Correspondance de Tokyo – Takehiko Nakafuji expose jusqu’au 24 mars 2025 à la galerie Canon de Tokyo, 200 instantanés de 30 ans de travail en même temps qu’il publie un livre sur son travail dans plusieurs villes et plusieurs moments de l’histoire contemporaine japonaise.
Takehiko Nakafuji est un photographe dont le travail s’inscrit dans la suite de la génération de la revue Provoke et d’autres photographes plus anciens. Parmi ses références Kineo Kuwabara, qu’il a admiré dans sa jeunesse est un photographe japonais des années 1930 qui a photographié Tokyo avant de devenir éditeur à la revue Caméra. Daido, lui, a été son professeur à l’université des arts visuels. Il fait parti des photographes de la génération Provoke, quant à Takuma Nakahira il a été son modèle pour son côté subversif et politique.
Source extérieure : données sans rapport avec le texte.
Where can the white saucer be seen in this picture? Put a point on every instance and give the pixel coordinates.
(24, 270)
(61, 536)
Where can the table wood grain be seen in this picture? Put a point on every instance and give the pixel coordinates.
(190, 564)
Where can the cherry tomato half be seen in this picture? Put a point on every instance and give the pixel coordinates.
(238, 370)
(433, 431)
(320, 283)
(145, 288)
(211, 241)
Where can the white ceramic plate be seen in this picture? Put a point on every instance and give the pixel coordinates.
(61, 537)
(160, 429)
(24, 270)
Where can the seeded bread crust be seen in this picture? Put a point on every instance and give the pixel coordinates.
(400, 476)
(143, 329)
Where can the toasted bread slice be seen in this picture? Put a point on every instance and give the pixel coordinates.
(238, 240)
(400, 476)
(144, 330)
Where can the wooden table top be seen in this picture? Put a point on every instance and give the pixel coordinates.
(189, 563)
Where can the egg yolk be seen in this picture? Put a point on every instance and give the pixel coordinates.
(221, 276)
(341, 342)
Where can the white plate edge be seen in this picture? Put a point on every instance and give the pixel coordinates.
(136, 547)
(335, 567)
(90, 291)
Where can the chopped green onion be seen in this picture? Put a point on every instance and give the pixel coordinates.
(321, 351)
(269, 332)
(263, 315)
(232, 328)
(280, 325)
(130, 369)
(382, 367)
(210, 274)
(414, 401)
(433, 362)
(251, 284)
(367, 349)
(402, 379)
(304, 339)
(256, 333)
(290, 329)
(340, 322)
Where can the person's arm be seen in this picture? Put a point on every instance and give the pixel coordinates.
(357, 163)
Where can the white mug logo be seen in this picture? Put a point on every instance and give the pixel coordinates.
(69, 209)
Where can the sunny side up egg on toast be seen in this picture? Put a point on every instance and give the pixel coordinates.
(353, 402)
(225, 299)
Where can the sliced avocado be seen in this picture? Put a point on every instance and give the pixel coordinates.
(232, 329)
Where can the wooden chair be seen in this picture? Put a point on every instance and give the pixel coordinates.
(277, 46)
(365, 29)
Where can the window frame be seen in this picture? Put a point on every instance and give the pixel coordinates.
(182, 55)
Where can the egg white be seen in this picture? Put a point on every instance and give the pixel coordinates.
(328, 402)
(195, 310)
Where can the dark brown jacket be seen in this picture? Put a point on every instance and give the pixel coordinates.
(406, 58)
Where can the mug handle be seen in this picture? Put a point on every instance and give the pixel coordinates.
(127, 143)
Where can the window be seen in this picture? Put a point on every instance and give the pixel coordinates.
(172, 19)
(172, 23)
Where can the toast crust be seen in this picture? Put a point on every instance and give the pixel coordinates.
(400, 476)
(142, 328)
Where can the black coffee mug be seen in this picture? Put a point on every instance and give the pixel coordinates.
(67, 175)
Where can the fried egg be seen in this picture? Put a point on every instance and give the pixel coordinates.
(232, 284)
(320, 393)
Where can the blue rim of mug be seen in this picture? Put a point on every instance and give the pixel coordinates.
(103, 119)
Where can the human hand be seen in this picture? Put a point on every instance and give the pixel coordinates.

Nakafuji s’est affranchi de leurs influences pour développer son propre style. C’est un arpenteur de villes, un capteur du côté labyrinthique des cités. Il garde toutefois « la subversion et l’apport révolutionnaire de Provoke et de Nakahira » qu’il respecte comme il le précise. C’est l’existence dévolue entièrement à la photographie qui le met en correspondance avec la vision de Nakahira.
Jeune, il photographie les clubs de rocks et les lieux underground, puis, les bars gays de Tokyo. Dans l’exposition, on remarque une performeuse en bas résille prise au flash qu’on retrouve dans son premier livre publié en 1995. Pour prendre cette photo, il s’est fondu dans la foule des danseurs en portant un loup pour mieux se glisser dans l’ambiance et capter la scène.
Nakafujj travaille à l’instinct, même si l’ensemble de son œuvre peut constituer une valeur documentaire et anthropologique sur l’évolution des villes, il demeure un photographe qui brouille les pistes. De chaque lumière, il tire la substantifique moelle et, s’abstrait des œuvres de légendes. Mais, tout piéton averti qui connaît ces villes peut reconnaître les endroits photographiés malgré des angles inédits, inhabituels et surprenants.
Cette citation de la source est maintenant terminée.